How a machine tries to understand a dictation
Remember in school when you needed to take a dictation? I do, because I was horrible at it! First you needed to understand what the teacher was saying, and then you needed to know how to write this word – something with which I struggled a lot. I was told, “Read more, then you will know more words.” In my case, that didn’t help as much as expected (though it was still the best suggestion ever, as I now I love reading!) The machine has exactly the same issues with dictation as I had as a child: first you need to decipher what sounds are important, and then know the corresponding words to be able to write them down. At least for the machine, the advice to “read more” is quite helpful: as soon as the machine sees a word, it remembers it forever (Unlike me – I needed to read the same word repeatedly, and some I still cannot remember!)
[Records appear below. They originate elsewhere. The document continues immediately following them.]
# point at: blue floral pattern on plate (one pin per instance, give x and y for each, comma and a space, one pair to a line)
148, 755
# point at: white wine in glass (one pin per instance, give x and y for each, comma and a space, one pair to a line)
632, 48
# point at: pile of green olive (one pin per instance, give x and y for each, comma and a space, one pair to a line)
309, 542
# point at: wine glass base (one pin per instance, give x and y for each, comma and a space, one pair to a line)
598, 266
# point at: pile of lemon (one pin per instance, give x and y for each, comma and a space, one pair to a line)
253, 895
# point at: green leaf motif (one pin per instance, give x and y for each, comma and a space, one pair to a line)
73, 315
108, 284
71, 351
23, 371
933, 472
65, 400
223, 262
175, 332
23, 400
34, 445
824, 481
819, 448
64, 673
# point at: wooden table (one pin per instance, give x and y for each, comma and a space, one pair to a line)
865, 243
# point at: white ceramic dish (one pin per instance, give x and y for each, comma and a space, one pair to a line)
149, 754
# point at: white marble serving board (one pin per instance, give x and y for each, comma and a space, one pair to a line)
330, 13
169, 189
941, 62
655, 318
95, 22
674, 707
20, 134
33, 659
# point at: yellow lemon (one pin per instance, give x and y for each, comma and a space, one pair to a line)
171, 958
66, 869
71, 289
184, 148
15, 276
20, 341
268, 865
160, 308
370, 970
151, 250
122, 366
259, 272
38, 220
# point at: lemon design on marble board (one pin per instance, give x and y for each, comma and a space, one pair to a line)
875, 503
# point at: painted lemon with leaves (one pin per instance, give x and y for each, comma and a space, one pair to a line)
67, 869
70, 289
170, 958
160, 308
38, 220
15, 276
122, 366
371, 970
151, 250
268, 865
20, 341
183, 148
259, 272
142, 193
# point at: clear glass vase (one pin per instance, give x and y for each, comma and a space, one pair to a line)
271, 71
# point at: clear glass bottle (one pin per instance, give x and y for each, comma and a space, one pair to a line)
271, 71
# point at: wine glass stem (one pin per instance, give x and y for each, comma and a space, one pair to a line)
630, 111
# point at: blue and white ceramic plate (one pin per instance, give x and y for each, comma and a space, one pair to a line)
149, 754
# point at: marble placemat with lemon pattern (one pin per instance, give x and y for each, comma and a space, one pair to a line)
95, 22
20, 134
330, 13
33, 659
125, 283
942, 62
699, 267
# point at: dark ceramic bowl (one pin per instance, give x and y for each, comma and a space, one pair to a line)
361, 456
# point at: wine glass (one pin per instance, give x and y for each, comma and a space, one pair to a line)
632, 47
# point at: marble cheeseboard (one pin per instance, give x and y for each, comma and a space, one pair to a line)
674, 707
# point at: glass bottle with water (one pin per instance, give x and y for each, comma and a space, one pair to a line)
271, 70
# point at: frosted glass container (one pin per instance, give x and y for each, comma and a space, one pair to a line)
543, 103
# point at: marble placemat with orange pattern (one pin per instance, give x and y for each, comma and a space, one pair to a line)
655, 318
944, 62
Let us have a closer look at how a machine goes about translating speech into text. To begin with, the input and starting point for ‘speech to text’ is the signal recorded by a microphone. Next you need to segment each of the sounds into syllables (or other small units of sounds.) Once the syllables are delineated, the machine can now look up which words are generated with them. This can give many hypothetical combinations of sequences of words. Each of these potential sequences are now analyzed to determine whether they are grammatically reasonable. If the machine concludes that multiple sequences are possible, it then runs semantic and pragmatic analyses based on the context, which generally results in a single sequence of words. Voilà! Speech is translated into text.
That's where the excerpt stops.